Petrified
Page 2
The doctor removed his glasses before minutely examining the blazer, frowning as he did so.
‘This is part of no uniform I’ve ever come across, Sergeant,’ he said. ‘Looks quite old.’
İsak Çöktin leaned his head to one side; a lock of dark red hair flopped across his forehead as he did so. Still slightly shaky from his recent encounter with two dead bodies – one, the owner of the Kuloǧlu apartment, the elderly Mrs Keyder, had been expected, but not the other one – being within the confines of the mortuary was not making him feel any better. Not, of course, that the pathologist, Dr Arto Sarkissian, was contributing in any way to Çöktin’s sense of unease. Rotund and, despite his profession, unfailingly jolly, the doctor had worked for the İstanbul police for almost the whole of his professional life, which, given that he was now fifty-eight years old, was a long time.
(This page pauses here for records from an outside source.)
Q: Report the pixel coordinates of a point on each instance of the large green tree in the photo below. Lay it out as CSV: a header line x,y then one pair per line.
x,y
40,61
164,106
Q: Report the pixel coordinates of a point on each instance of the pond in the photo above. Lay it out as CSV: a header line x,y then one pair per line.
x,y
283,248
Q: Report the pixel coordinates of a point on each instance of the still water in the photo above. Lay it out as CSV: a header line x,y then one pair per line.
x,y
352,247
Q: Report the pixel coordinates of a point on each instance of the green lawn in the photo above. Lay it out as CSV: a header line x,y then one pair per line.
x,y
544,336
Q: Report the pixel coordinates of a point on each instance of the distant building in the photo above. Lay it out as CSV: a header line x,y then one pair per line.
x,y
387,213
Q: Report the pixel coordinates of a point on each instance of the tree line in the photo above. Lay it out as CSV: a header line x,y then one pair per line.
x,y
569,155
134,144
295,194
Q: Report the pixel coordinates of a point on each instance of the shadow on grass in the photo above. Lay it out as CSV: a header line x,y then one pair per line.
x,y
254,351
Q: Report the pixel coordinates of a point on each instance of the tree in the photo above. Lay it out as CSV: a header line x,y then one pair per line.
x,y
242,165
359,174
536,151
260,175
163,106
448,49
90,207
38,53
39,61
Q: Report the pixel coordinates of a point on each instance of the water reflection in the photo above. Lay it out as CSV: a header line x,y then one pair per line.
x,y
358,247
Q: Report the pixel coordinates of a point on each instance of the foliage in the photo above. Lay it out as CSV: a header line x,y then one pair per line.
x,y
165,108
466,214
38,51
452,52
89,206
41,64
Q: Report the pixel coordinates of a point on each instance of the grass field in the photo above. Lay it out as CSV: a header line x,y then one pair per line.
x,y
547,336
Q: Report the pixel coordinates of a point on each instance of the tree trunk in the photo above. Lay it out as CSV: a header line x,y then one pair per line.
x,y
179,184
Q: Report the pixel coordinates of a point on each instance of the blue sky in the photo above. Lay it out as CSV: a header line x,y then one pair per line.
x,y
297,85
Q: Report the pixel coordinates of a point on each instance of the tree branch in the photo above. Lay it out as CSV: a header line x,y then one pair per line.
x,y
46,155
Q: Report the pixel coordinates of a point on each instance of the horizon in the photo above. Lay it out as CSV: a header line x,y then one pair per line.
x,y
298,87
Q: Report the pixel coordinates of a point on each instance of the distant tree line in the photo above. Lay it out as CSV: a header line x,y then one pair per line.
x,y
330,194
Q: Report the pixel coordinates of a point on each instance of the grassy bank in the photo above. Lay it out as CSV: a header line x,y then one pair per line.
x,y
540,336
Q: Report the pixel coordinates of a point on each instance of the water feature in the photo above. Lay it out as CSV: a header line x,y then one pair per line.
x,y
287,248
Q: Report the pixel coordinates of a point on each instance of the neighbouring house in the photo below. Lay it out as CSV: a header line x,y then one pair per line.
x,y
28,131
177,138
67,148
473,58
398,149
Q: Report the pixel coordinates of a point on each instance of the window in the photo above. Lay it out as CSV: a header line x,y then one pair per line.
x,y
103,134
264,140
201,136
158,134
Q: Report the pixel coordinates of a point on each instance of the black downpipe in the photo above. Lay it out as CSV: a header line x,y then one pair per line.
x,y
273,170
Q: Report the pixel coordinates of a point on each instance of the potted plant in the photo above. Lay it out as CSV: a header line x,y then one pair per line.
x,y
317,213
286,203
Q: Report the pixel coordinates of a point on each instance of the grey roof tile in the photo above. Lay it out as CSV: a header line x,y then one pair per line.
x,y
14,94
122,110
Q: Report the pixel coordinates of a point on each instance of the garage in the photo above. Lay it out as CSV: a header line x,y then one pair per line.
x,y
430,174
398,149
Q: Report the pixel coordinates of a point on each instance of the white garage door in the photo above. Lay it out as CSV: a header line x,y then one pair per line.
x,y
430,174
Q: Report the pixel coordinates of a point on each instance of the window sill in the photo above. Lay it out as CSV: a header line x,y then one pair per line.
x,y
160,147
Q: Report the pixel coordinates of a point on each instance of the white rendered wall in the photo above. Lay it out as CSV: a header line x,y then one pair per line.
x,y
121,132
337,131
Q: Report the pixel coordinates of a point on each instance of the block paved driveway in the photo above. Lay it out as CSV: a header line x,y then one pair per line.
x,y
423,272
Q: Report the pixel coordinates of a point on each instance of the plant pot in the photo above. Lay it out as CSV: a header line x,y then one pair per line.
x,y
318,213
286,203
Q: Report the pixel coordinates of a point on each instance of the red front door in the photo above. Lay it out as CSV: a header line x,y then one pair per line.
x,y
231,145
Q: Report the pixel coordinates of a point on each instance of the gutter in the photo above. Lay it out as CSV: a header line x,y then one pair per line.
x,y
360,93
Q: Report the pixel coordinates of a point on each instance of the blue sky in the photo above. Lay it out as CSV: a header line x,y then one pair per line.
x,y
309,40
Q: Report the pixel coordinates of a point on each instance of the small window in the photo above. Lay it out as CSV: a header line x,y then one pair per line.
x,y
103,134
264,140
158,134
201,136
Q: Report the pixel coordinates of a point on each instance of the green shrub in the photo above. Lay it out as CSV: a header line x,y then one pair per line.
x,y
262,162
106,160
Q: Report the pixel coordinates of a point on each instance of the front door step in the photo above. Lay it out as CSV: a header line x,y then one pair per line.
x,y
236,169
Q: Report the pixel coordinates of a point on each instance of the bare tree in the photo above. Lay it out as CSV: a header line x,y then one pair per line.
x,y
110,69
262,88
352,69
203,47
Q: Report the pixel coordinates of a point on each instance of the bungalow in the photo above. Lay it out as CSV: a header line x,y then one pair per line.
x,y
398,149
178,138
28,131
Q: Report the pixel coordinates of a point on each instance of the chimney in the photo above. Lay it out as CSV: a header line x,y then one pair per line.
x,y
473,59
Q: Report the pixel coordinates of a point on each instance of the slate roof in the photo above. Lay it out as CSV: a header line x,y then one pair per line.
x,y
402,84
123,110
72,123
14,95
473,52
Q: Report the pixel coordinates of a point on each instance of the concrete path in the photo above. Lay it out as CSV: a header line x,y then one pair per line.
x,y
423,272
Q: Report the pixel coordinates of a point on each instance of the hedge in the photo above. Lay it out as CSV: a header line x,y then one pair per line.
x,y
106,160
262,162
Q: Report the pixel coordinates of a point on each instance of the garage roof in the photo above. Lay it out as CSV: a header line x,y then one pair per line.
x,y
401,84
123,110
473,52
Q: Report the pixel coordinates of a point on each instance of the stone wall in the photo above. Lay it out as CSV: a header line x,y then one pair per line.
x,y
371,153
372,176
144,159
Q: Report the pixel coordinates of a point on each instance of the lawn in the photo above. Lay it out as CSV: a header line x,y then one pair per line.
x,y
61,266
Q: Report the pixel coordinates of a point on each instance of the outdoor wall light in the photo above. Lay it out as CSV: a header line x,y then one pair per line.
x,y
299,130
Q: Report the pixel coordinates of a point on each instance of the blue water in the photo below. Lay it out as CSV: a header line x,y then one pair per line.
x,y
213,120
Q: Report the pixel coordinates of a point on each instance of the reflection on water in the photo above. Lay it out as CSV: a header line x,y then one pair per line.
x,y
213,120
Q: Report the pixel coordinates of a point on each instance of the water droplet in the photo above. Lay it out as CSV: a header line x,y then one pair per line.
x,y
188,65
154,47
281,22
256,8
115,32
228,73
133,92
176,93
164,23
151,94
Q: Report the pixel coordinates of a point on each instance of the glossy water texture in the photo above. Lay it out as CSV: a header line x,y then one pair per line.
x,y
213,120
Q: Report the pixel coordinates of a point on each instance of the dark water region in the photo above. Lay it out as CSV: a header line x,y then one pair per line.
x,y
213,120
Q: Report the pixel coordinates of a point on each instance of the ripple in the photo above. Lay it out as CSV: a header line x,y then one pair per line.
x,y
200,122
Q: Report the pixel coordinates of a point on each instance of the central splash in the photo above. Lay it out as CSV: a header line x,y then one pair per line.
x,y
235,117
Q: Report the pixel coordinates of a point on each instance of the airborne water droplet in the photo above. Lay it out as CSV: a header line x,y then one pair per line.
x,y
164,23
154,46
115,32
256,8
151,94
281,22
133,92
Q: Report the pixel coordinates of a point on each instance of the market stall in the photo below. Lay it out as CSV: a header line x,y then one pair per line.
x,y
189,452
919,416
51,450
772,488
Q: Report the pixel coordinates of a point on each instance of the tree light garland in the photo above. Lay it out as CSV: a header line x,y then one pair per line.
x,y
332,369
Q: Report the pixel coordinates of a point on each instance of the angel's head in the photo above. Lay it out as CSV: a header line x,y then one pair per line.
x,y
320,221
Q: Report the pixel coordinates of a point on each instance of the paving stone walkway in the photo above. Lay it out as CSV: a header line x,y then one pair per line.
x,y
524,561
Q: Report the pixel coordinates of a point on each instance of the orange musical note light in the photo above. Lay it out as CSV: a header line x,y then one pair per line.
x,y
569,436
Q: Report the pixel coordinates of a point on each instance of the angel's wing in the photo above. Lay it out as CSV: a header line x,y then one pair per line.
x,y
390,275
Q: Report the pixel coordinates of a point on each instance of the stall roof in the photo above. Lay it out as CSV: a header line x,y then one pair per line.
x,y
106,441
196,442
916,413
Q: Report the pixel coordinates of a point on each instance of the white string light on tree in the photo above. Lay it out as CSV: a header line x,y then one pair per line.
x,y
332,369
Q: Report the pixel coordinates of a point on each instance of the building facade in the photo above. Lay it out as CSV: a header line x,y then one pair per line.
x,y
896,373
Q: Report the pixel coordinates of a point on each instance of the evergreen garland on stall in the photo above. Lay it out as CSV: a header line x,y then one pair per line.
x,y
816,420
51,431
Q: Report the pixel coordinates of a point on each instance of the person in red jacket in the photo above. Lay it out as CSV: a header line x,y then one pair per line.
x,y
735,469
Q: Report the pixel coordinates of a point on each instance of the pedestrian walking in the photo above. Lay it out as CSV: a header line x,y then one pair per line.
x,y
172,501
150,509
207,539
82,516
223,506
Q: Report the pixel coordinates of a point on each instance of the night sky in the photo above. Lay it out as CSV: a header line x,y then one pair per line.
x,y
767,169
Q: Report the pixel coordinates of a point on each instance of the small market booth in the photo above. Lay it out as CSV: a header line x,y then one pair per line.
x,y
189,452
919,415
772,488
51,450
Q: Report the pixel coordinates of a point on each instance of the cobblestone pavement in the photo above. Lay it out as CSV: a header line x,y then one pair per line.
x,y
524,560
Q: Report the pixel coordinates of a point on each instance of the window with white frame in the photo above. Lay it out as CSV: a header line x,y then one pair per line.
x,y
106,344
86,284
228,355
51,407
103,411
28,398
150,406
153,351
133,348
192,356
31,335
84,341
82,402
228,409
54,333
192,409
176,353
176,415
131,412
‘Do we know anything about the other body, Mrs Keyder?’ Sarkissian asked as he shifted his attention from the outside to the inside of the blazer.
Çöktin shrugged. ‘She attended St Anthony’s church on a regular basis,’ he said. ‘It was the priest, Father Giovanni, who first raised the alarm. He tried to visit her, couldn’t gain access – the kapıcı of that building is a lazy, useless creature who’d “lost” his key to the apartment – so Father Giovanni called us.’
‘The woman was a Christian,’ Sarkissian muttered as he continued to turn the blazer over in his hands.
‘Yes.’
Although a secular country, the population of the Turkish Republic is ninety per cent Muslim. There are, however, minorities who follow other faiths like this Mrs Keyder and also like both Arto Sarkissian and İsak Çöktin. Not that the latter’s faith, the native Kurdish religion of the Yezidi, was now or ever could be a topic of conversation. Sarkissian, however, like the recently deceased female body that lay in his laboratory, was a Christian. Unlike the woman, though like most of his fellow Armenians, he was Orthodox rather than Catholic.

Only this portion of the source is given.